Me quedo quieta en aquella silla incomoda que no se ajusta al suelo, pensando en todo lo que me ha dicho y lo ha hecho de una forma en serio descabellada, sin un poquito de tacto como para hacerme sentir bien. Entonces, quiero darle en la herida donde él también me ha dado.
—¿Cómo te va a ti en el fútbol? —me toco un poco la cabeza, rascándome para intentar fingir calma al hablar aunque debo parecer paranoica—. No te he visto o escuchado de ti, por eso pregunto.
Aspira muy fuerte, como si el aire le cortara las entrañas. Aquellas palabras que use muy finas han cortado el suficiente orgullo que se carga.

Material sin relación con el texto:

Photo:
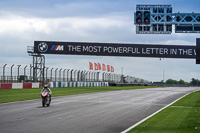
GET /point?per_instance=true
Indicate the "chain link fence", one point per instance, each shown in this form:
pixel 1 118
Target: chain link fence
pixel 19 73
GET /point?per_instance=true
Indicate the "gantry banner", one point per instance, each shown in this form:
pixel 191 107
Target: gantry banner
pixel 115 49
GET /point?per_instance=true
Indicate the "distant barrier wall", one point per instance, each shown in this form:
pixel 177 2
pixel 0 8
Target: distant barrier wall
pixel 19 85
pixel 77 84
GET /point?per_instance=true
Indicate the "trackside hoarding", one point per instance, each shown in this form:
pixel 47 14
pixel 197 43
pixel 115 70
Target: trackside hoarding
pixel 115 49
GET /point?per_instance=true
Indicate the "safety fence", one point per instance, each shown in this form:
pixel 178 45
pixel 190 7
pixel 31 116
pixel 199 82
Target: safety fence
pixel 78 84
pixel 24 73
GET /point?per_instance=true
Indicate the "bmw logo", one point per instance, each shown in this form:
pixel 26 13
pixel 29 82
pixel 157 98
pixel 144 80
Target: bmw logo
pixel 42 47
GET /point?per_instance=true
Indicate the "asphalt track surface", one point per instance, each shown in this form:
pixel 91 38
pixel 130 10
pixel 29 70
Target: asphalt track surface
pixel 105 112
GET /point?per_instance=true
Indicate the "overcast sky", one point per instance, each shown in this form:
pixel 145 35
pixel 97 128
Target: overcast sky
pixel 24 21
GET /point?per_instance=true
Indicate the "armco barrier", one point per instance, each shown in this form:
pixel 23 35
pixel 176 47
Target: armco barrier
pixel 19 85
pixel 27 85
pixel 6 86
pixel 77 84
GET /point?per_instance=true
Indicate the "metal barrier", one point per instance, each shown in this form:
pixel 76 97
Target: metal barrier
pixel 19 73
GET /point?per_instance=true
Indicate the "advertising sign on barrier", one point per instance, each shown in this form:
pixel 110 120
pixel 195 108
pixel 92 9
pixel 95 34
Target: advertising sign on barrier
pixel 115 49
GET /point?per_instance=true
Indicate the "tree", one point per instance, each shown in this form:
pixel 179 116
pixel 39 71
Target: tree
pixel 181 81
pixel 171 81
pixel 195 82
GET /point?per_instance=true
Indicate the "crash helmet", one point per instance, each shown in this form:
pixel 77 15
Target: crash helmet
pixel 45 86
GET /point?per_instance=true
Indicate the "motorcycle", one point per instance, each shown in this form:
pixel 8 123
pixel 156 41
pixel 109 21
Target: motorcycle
pixel 46 99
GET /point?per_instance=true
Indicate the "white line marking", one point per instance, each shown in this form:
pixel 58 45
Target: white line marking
pixel 125 131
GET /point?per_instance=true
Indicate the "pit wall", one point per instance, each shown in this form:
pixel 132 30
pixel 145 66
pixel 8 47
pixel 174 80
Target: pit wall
pixel 77 84
pixel 19 85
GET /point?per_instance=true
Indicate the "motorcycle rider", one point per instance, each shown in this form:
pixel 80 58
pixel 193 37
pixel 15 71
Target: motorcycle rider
pixel 46 88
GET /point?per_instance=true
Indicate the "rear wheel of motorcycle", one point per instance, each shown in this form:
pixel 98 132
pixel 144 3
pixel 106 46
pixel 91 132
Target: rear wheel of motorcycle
pixel 49 103
pixel 43 102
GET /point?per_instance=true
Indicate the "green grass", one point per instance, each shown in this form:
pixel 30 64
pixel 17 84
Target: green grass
pixel 182 117
pixel 12 95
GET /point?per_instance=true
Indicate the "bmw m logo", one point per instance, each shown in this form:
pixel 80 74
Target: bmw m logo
pixel 42 47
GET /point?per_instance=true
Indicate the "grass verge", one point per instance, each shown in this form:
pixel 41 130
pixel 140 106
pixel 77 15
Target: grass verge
pixel 181 117
pixel 12 95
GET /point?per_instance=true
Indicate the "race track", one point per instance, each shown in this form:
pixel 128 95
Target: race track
pixel 106 112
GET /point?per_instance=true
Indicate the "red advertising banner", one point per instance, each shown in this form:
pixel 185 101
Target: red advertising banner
pixel 91 65
pixel 99 66
pixel 103 67
pixel 108 68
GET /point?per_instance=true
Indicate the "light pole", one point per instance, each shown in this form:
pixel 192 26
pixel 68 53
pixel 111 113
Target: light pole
pixel 30 72
pixel 18 72
pixel 67 74
pixel 46 72
pixel 71 75
pixel 60 74
pixel 11 73
pixel 51 73
pixel 64 75
pixel 4 73
pixel 55 73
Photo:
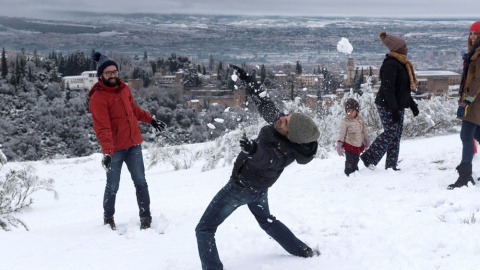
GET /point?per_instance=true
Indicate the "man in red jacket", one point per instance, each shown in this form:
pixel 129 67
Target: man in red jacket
pixel 115 121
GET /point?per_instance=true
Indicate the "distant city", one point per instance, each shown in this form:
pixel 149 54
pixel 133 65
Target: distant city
pixel 273 41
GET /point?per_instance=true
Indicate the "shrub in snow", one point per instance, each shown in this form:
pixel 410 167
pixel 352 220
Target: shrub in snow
pixel 180 157
pixel 16 188
pixel 437 117
pixel 226 148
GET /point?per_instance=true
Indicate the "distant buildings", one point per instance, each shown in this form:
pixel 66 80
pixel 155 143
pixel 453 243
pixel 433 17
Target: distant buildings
pixel 431 83
pixel 84 81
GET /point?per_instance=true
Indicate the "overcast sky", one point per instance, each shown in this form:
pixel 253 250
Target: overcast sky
pixel 372 8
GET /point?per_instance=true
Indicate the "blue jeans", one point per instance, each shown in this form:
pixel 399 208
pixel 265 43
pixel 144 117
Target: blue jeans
pixel 468 132
pixel 227 200
pixel 133 158
pixel 388 141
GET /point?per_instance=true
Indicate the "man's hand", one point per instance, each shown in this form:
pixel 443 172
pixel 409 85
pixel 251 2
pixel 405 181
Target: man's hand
pixel 158 125
pixel 240 72
pixel 366 143
pixel 249 147
pixel 396 116
pixel 107 163
pixel 415 110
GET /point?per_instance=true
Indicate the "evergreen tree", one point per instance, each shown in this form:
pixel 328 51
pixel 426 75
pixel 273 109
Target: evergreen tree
pixel 4 64
pixel 211 63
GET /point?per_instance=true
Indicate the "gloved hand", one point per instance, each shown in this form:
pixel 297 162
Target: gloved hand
pixel 249 147
pixel 158 125
pixel 414 109
pixel 396 116
pixel 463 107
pixel 107 163
pixel 242 75
pixel 366 143
pixel 340 150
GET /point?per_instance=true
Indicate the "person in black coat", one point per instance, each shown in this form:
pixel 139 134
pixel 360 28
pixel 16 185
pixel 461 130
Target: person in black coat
pixel 286 139
pixel 397 81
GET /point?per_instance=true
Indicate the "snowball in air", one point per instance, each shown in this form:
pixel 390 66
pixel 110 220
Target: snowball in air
pixel 344 46
pixel 211 126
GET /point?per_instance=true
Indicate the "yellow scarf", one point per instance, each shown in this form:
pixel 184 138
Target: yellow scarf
pixel 402 58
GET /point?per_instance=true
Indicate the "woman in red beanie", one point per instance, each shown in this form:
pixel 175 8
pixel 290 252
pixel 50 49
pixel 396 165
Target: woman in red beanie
pixel 394 96
pixel 469 106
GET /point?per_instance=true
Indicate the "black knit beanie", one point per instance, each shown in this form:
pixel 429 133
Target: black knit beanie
pixel 102 62
pixel 302 129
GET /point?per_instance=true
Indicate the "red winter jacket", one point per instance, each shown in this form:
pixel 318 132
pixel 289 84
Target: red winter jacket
pixel 115 117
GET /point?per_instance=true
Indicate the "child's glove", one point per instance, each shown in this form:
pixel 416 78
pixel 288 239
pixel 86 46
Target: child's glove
pixel 340 150
pixel 249 147
pixel 396 116
pixel 366 143
pixel 463 107
pixel 107 163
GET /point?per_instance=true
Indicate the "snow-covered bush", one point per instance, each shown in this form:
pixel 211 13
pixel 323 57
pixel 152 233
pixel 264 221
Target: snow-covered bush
pixel 437 116
pixel 16 188
pixel 180 157
pixel 225 149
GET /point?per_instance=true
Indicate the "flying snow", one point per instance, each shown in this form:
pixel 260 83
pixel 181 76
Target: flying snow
pixel 344 46
pixel 211 126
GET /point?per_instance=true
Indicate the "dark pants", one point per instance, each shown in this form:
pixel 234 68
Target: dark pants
pixel 227 200
pixel 133 158
pixel 351 162
pixel 388 141
pixel 468 132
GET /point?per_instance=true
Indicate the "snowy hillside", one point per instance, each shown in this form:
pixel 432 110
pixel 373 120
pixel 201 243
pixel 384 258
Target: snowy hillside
pixel 372 220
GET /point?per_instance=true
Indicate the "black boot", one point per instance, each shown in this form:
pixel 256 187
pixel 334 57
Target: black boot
pixel 309 252
pixel 110 222
pixel 145 224
pixel 367 162
pixel 465 176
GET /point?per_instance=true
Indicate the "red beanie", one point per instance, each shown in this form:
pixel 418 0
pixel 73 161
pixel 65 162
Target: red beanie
pixel 475 27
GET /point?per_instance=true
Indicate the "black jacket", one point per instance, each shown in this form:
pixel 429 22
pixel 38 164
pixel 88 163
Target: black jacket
pixel 274 152
pixel 394 93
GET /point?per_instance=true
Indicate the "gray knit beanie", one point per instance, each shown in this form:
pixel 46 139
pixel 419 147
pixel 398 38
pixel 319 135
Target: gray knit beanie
pixel 302 129
pixel 102 62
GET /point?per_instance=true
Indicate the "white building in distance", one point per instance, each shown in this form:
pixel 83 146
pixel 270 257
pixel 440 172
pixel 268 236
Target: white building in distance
pixel 85 81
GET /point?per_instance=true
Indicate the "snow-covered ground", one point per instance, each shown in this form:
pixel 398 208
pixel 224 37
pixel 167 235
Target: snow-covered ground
pixel 371 220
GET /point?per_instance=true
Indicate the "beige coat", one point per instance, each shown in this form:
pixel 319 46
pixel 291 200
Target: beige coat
pixel 353 131
pixel 472 88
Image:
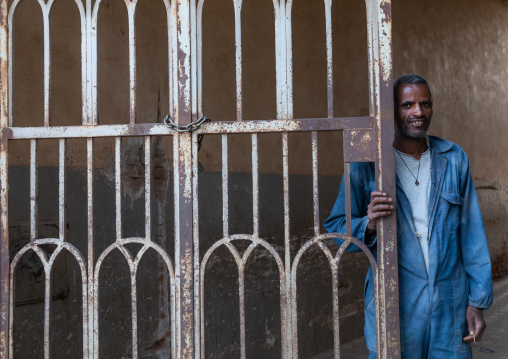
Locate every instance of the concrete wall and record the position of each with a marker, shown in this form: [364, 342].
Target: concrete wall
[458, 45]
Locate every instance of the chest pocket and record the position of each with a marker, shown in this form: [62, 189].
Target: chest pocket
[452, 203]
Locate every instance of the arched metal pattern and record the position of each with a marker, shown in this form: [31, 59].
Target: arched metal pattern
[365, 139]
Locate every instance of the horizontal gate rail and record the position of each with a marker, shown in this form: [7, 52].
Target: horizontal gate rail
[261, 126]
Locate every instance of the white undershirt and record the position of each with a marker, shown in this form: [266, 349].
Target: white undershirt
[418, 196]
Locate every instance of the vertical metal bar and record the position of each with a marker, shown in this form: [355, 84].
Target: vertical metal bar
[290, 346]
[241, 302]
[5, 73]
[283, 60]
[61, 190]
[199, 25]
[388, 301]
[289, 60]
[6, 26]
[84, 64]
[279, 68]
[329, 56]
[5, 293]
[284, 68]
[148, 189]
[134, 311]
[238, 56]
[315, 182]
[47, 304]
[255, 185]
[370, 48]
[89, 184]
[131, 6]
[225, 191]
[336, 313]
[33, 190]
[193, 60]
[92, 65]
[184, 251]
[47, 64]
[118, 186]
[195, 223]
[347, 185]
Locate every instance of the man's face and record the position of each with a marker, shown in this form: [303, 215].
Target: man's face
[413, 110]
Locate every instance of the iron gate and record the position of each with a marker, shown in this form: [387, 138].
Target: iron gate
[365, 139]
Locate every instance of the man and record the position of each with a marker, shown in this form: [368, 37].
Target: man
[445, 278]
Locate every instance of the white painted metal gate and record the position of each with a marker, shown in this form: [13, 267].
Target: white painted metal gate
[367, 139]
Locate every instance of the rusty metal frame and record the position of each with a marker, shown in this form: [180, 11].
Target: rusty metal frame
[366, 139]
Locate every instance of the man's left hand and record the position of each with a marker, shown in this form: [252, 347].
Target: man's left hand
[475, 324]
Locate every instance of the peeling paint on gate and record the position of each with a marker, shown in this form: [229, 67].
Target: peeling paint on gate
[366, 139]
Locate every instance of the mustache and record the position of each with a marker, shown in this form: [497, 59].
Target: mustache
[416, 118]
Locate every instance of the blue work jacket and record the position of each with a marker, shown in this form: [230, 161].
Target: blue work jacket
[432, 305]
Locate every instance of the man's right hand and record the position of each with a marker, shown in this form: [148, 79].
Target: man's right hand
[379, 206]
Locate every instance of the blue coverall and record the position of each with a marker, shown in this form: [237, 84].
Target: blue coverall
[432, 305]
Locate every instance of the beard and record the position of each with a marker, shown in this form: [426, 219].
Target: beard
[414, 134]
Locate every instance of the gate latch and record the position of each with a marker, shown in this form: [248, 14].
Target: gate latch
[188, 128]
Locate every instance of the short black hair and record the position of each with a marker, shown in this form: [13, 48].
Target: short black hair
[409, 79]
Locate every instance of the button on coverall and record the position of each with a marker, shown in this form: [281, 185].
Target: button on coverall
[432, 305]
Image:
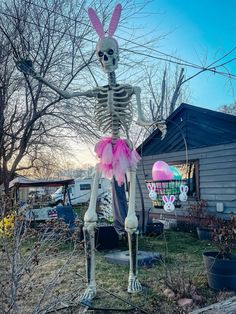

Me observa por un momento, pide otra ronda de café como si se tratara de alguna bebida fuerte o de un trago de algún bar. Creo que está acostumbrado a llamar a los meseros con su mano, porque en el momento en que lo hace, el mesero va de inmediato. Debe de salir mucho de fiesta con sus amigos. Me preocuparía mucho si me entero que abusa del alcohol.
—Los entrenamientos son cansados —se restriega la palma de su mano sobre su frente y luego se toca la nariz—. Estoy en la serie B de fútbol del país, es por eso que no debes de haberme visto. Tal vez si hubiera salido más joven a los campos de fútbol ya estaría en algún club de la serie A —sus ojos se muestran tristes, como si la decepción fuera un sinónimo de su nombre. Mis complejos me atacan de nuevo, intento bajo todos mis medios intentar superar esa sensación de querer salir pegando gritos de aquí y realmente no puedo. Realmente a pesar de que fuimos novios por vario tiempo y convivientes por otro tanto más, jamás asimilé ese deseo y esa pasión tan fuerte por el deporte del balón. Supongo que ese deseo tan grande que tiene por estar en aquel césped de un estadio de noventa por ciento veinte, corriendo de un lado a otro mientras demuestra sus dotes con el esférico es de la misma relación a mi fascinación por la escritura.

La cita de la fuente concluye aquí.